No podía recordar. ¿Lacerda? El nombre hizo sonar una campanilla, pero de todos modos no podía concentrarme. Sucedían cosas terribles a nuestro alrededor. Justo a mi lado, un reptil inmenso mordisqueaba el cuello de una mujer, la alfombra era una esponja empapada de sangre… imposible caminar sobre ella. Uno no podía asentar los pies en aquello.
—Hay que pedir unos zapatos de golf —murmuré—. Si no, nunca saldremos vivos de aquí. Te has fijado que esos lagartos andan sin problemas sobre esa basura… eso es porque tienen garras en los pies.
—¿Lagartos? —dijo él—. Si crees que tenemos problemas ahora espera un poco y verás lo que pasa en los ascensores.

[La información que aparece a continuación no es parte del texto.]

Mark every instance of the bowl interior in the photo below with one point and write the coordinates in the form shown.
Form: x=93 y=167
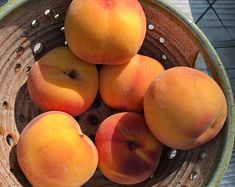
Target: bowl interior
x=29 y=32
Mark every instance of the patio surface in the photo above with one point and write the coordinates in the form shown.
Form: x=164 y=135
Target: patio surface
x=216 y=18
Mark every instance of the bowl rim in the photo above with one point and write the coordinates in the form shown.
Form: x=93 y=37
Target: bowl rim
x=206 y=45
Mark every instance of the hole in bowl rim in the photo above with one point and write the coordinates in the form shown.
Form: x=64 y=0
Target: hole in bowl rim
x=214 y=63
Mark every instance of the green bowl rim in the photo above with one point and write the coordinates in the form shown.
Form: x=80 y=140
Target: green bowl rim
x=230 y=128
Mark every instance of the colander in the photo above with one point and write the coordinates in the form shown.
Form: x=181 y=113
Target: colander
x=29 y=29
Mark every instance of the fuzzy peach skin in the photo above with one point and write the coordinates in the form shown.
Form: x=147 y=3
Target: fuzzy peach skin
x=128 y=152
x=52 y=151
x=123 y=86
x=61 y=81
x=184 y=108
x=105 y=31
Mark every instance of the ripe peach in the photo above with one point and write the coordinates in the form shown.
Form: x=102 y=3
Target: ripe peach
x=184 y=108
x=105 y=31
x=123 y=86
x=128 y=152
x=52 y=151
x=61 y=81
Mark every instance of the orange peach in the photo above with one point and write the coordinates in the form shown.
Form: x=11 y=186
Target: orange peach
x=52 y=151
x=128 y=152
x=123 y=86
x=61 y=81
x=105 y=31
x=184 y=108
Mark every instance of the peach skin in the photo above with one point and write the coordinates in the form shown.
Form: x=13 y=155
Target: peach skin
x=128 y=152
x=53 y=152
x=61 y=81
x=105 y=31
x=184 y=108
x=123 y=86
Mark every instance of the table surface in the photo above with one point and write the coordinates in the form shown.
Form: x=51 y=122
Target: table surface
x=216 y=18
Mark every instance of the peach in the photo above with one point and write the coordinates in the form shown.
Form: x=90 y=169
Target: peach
x=128 y=152
x=61 y=81
x=123 y=86
x=105 y=31
x=53 y=151
x=184 y=108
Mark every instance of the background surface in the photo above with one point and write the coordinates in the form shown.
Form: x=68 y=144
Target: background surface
x=216 y=18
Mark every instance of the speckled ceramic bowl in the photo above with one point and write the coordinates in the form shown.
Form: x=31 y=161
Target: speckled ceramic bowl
x=31 y=28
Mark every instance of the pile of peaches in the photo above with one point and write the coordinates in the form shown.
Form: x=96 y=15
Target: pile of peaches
x=181 y=107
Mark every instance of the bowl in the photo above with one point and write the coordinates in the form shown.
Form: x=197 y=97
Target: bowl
x=30 y=28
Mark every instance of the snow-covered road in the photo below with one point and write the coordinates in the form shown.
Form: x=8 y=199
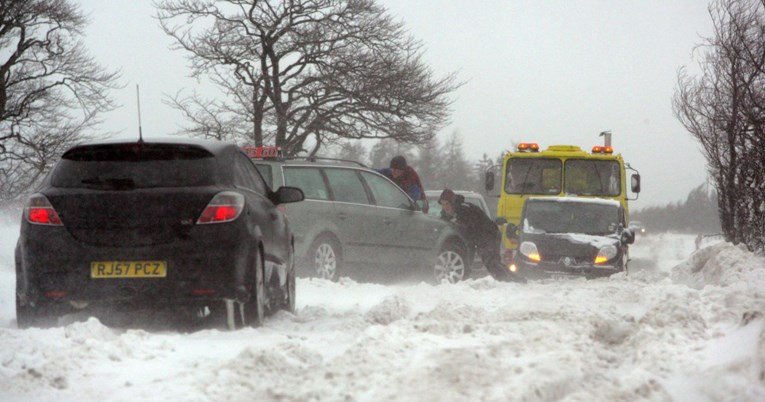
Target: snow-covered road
x=679 y=328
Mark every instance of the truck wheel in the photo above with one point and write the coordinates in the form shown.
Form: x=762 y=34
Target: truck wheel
x=451 y=265
x=326 y=258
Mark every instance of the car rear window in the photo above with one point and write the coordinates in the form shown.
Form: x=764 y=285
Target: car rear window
x=127 y=166
x=309 y=180
x=267 y=172
x=347 y=186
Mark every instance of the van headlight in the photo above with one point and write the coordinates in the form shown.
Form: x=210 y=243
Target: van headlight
x=605 y=254
x=529 y=249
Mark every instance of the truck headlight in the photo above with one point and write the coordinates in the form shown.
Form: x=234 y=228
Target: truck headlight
x=529 y=249
x=605 y=254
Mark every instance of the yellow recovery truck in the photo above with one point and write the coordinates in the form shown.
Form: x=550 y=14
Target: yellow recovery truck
x=559 y=170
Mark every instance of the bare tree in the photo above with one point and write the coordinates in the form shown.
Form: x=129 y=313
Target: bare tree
x=51 y=91
x=723 y=109
x=314 y=70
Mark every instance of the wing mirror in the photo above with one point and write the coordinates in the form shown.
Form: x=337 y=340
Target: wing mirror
x=511 y=231
x=628 y=236
x=489 y=181
x=635 y=183
x=286 y=195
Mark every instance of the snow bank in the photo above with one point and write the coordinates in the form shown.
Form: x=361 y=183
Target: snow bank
x=678 y=327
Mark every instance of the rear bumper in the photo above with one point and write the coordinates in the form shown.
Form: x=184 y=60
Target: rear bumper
x=207 y=264
x=543 y=270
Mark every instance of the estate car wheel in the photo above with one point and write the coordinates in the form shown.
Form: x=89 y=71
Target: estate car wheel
x=326 y=257
x=451 y=266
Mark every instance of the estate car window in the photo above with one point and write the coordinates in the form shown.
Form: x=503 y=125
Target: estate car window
x=346 y=186
x=533 y=176
x=309 y=180
x=247 y=176
x=386 y=193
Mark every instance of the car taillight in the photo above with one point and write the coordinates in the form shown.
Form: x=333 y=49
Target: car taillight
x=224 y=207
x=39 y=211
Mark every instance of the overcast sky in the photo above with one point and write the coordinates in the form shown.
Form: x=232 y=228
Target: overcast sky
x=553 y=72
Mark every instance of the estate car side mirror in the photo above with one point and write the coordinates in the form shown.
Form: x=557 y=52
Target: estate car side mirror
x=489 y=181
x=286 y=195
x=635 y=182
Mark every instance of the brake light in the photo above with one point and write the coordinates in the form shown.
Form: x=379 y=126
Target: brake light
x=262 y=152
x=528 y=146
x=597 y=149
x=41 y=212
x=224 y=207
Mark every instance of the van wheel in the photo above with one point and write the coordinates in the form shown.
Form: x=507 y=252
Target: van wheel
x=450 y=265
x=326 y=256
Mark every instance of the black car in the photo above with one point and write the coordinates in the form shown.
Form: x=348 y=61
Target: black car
x=355 y=222
x=163 y=223
x=562 y=236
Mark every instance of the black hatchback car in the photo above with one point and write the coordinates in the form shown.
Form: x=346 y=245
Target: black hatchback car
x=571 y=236
x=171 y=223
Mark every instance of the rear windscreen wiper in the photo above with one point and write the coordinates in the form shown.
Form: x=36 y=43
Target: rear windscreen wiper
x=114 y=183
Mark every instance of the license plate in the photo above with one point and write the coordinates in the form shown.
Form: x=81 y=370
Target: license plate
x=128 y=269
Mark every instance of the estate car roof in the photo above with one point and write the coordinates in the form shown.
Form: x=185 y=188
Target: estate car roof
x=212 y=146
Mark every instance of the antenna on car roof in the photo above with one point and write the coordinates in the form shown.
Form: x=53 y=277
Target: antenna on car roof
x=138 y=99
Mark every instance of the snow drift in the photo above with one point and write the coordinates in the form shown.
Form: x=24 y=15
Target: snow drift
x=681 y=326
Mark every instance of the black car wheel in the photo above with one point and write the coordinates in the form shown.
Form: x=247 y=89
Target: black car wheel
x=28 y=316
x=450 y=265
x=250 y=310
x=326 y=257
x=289 y=304
x=255 y=308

Se quitó las gafas de sol brasileñas y me di cuenta de que había estado llorando.
—Acabo de subir a ver a ese hombre, a ese Lacerda —dijo—. Le dije que sabíamos perfectamente lo que se proponía. Dice que es fotógrafo, pero cuando le mencioné a Henry el Salvaje… bueno, bastó con eso; flipó. Se le veía en sus ojos. Sabe que vamos a por él.
—¿Se ha enterado de que tenemos una Magnum? —dije.
—No. Pero le conté que teníamos una Vincent Black Shadow. Se cagaba de miedo.
—Bueno —dije—. Pero ¿qué hay de nuestra habitación? ¿Y los zapatos de golf? ¡Estamos en un zoo de reptiles! ¡Y están dándoles alcohol a esos bichos malditos! Pronto nos harán pedazos. ¡Dios mío! ¡Mira el suelo! ¿Viste alguna vez tanta sangre? ¿A cuántos habrán matado ya?
Señalé al otro lado del local, a un grupo que parecía estar mirándonos fijamente.
—¡Hostias! Mira aquel grupo de allí. ¡Ya nos han localizado!
—Esa es la mesa de la prensa —dijo—. Allí es donde tenemos que ir a pedir las credenciales. Venga, qué coño, liquidémoslo rápido. Encárgate tú de eso y yo conseguiré la habitación.